Der Einstieg in die Geschichte ist trotz der schwierigen Umstände, in denen sich die Icherzählerin Sally befindet, humorvoll und leicht gehalten. Sofort ist mir Sally sympathisch, und ich empfinde tiefes Verständnis für die Situation, in die sie sich unabsichtlich manövriert hat. Ihr prügelnder und psychisch gewalttätiger Ehemann Jim hat Bekanntschaft mit Sallys Bratpfanne gemacht – einem Erbstück ihrer geliebten Großmutter. Diese Begegnung hat Jim das Leben gekostet.
Obwohl Sally von einem erdrückenden schlechten Gewissen geplagt wird und der emotionale Zwiespalt mitfühlend ausgearbeitet ist, drängt sich ein Gedanke immer wieder bei ihr auf. Soll sie nach Jahrzehnten der Unterdrückung für ihre Tat ins Gefängnis? Sally empfindet das als ungerecht und beschließt, dass Jim verschwinden muss. Doch wie kann sie das anstellen, ohne dass jemand erfährt, was wirklich geschehen ist?

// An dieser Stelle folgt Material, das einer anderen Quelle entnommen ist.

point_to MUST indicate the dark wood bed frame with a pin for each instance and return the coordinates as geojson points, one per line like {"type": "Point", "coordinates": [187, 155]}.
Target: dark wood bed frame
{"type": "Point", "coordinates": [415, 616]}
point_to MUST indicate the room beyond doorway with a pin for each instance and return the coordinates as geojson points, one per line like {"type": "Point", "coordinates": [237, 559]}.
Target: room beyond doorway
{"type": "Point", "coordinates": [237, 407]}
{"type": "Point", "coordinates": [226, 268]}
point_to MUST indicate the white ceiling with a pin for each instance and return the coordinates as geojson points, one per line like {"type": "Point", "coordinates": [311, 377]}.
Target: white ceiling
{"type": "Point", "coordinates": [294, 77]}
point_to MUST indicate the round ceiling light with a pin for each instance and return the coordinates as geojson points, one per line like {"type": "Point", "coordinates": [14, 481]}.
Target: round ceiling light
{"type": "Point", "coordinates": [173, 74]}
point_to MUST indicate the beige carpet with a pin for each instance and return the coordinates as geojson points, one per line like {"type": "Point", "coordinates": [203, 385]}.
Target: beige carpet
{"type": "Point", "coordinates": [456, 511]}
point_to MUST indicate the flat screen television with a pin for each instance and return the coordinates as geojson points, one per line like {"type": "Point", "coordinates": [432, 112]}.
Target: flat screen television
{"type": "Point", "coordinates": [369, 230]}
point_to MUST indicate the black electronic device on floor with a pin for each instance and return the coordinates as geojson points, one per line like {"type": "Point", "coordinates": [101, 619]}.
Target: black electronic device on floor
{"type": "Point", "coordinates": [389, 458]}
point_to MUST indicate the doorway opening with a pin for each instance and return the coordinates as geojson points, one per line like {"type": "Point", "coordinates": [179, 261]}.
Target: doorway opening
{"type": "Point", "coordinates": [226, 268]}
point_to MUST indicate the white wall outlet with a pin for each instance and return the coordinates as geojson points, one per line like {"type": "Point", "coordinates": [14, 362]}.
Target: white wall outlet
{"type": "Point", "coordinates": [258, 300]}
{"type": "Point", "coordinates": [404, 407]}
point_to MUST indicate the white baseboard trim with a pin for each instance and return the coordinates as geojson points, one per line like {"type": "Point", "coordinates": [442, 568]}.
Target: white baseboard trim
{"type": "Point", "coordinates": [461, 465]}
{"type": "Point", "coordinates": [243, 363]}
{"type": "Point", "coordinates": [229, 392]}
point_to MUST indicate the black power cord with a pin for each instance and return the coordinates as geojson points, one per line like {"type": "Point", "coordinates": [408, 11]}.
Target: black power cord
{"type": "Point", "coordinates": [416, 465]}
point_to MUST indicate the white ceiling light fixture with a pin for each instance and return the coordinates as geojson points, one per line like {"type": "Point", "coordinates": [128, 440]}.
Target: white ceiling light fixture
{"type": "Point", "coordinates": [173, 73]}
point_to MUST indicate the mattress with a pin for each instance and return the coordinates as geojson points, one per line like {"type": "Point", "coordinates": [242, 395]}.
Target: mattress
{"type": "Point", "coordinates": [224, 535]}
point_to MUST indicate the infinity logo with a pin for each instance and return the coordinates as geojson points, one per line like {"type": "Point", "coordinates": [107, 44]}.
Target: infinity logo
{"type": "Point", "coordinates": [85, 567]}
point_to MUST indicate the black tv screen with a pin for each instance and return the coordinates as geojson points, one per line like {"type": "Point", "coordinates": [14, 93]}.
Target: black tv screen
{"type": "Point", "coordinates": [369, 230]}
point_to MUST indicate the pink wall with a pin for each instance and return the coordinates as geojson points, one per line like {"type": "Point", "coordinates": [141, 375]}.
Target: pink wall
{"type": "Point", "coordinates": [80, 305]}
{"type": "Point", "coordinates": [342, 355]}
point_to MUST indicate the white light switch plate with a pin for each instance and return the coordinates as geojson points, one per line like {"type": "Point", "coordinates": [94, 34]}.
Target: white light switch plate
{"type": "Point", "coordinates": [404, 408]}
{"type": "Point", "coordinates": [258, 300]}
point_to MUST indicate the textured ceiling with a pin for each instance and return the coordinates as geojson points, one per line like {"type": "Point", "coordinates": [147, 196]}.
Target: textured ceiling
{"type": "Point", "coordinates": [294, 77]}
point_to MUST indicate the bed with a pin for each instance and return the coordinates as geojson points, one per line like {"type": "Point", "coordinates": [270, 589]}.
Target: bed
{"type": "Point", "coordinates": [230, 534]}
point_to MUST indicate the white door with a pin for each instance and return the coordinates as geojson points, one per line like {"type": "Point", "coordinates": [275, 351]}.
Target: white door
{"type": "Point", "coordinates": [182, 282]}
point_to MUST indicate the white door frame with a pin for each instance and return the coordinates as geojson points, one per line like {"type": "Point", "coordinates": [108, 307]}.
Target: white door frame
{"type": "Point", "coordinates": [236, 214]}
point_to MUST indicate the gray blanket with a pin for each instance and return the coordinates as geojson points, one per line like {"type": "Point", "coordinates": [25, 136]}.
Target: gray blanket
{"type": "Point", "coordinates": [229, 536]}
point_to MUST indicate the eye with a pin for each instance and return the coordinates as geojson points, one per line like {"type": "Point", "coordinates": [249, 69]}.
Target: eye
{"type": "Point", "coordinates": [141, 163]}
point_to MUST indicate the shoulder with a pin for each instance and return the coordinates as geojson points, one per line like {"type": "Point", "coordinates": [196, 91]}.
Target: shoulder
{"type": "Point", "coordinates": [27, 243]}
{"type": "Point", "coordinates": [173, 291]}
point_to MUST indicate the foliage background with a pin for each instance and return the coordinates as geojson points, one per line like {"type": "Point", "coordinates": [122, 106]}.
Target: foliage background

Ein Mann zum Vergraben spielt während des großen Lockdowns und thematisiert nicht nur den alarmierenden Anstieg häuslicher Gewalt in dieser Zeit, sondern bietet auch die Gelegenheit, etwas Totes möglichst unauffällig verschwinden zu lassen. Mit viel Humor und einem feinen Gespür für die kleinen Dinge des Lebens wird nicht nur die Frage behandelt, wie der misshandelnde Ehemann effektiv aus dem Leben scheiden kann, sondern auch, wie er für immer aus der Welt verschwindet.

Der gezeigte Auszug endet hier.